Thursday, October 8, 2015

Facing imperfections and my own insecurity

           Today, a person made an observation that I tend to like people a lot when I meet them, but like them less when I get to know them. They didn't say it in a judgmental way at all, but in an observational way. At first, I wanted to say that this is not true. I wanted to justify myself. However, because of who I was with, I felt safe enough to realize the truth in the statement. The thing is, I am an idealist. When I meet someone new, it is easy for me to connect and be really excited. Then, when the relationship gets deeper, I see the flaws and can become easily uncomfortable because reality is messy and complicated and does not live up to the ideals I want to see in the world. I have a tendancy to withdraw from people when I see these imperfections.

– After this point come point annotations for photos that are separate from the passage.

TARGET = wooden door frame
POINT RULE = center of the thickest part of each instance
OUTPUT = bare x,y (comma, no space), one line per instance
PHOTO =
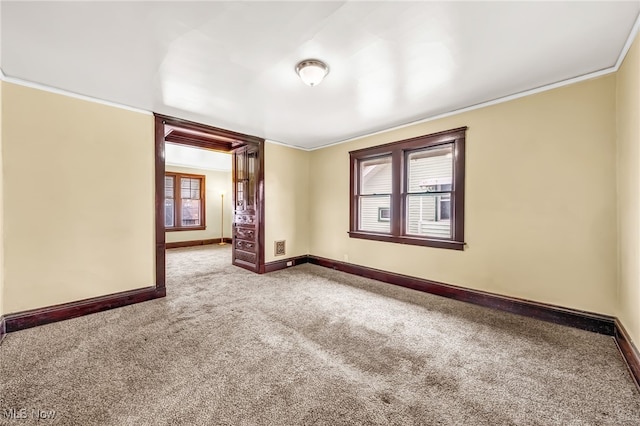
198,135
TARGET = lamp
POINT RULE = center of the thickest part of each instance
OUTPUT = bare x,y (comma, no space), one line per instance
221,243
312,71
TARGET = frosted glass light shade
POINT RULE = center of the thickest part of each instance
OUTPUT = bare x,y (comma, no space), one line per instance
312,71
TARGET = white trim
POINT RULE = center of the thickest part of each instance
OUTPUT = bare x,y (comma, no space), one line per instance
62,92
630,39
480,105
288,145
629,42
623,53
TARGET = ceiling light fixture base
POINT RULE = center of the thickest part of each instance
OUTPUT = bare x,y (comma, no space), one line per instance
312,71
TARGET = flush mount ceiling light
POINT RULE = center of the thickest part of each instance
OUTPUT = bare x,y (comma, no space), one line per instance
312,71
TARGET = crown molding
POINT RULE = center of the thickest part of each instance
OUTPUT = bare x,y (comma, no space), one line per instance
45,88
589,76
623,53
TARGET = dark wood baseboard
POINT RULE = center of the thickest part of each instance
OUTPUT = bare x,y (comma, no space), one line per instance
35,317
3,328
629,352
196,243
602,324
284,263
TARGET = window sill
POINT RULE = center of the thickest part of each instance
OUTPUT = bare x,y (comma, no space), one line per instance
415,241
186,228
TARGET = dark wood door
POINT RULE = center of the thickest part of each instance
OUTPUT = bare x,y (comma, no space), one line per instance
248,217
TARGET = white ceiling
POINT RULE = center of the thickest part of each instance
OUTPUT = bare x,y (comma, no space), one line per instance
231,64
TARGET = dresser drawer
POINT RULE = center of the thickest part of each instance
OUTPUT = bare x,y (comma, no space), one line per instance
245,233
249,246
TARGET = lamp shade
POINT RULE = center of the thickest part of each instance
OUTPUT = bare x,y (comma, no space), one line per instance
312,71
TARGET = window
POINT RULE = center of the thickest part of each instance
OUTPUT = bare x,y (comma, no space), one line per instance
183,202
384,214
411,191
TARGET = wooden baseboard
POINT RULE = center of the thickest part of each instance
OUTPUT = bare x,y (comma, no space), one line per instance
3,328
629,352
35,317
285,263
573,318
192,243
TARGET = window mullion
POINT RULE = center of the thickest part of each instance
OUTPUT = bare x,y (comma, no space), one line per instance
396,195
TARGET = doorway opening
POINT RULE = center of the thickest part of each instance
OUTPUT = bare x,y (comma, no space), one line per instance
246,193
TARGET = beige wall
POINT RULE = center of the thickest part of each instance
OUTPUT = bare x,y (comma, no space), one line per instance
540,218
286,200
628,132
1,214
78,198
215,181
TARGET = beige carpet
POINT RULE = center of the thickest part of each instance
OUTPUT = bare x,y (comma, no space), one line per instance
309,345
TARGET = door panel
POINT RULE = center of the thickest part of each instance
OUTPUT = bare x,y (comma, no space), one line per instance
248,223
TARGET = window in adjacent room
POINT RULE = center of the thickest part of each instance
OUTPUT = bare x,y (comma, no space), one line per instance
184,202
411,191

          However, I do not think that it is the people I draw away from, but the person I am. When I see other people's faults, I become uncomfortable because it is so much harder to love someone with all their faults. It is easy to love the idea of someone, but so much harder to love the complicated, messy, real person. I pride myself at valuing relationships and for being someone who will be there for my friends, even during hard times. So when I am uncomfortable with seeing and being with these beautiful, complicated people, I begin to dislike myself. I see my own faults and a place in my own life where I am hypocritical. When I see this happen, instead of dealing with my own insecurity, I withdraw myself from the situation, from the person, so I don't have to deal with a version of myself I don't like. And as someone who is a conflict avoider, I never let them know why I am pulling away. I hope that they don't notice and won't be hurt.
           This is not a quality about myself that I like. I am writing it here for the world to see because I want to change. I don't want to be that person who runs away when things get tough. I don't want to be flaky or flighty. I still want to be idealistic and always look for the good in people, but I also want to be able to accept the imperfections. I want to embrace the messiness in life and be someone who can walk with others through their struggles.
         Before I get too hard on myself, I want to acknowledge all the times when I have worked through the hard times and have stayed with others. There have been several times when I have withdrawn from relationships, but have been able to work through my own issues and insecurities and have come back to form stronger, more genuine relationships. Some of my closest friends are ones in which I withdrew for months or even a couple of years, but then I grew and set realistic expectations. I let relationships happen for what they were instead of what I ideally wanted them to be. When I did this, I was able to truly love them fully and our relationships grew deeper and better than what I could have imagined them to be. 
           I have also found that the people I am closest with, I am close with because they know my imperfections and love me anyway. My best friends are the ones with whom I can tell my weaknesses and listen to theirs because we have been through a lot together and know that we are committed to each other and nothing will change the love we have for each other. As we are able to be honest and real, we reveal our true selves and the relationship deepens. And this is beautiful. This is worth the feeling of being uncomfortable. As I strive to form these types of relationships, I want to face my own imperfections in order to not draw away when I see others.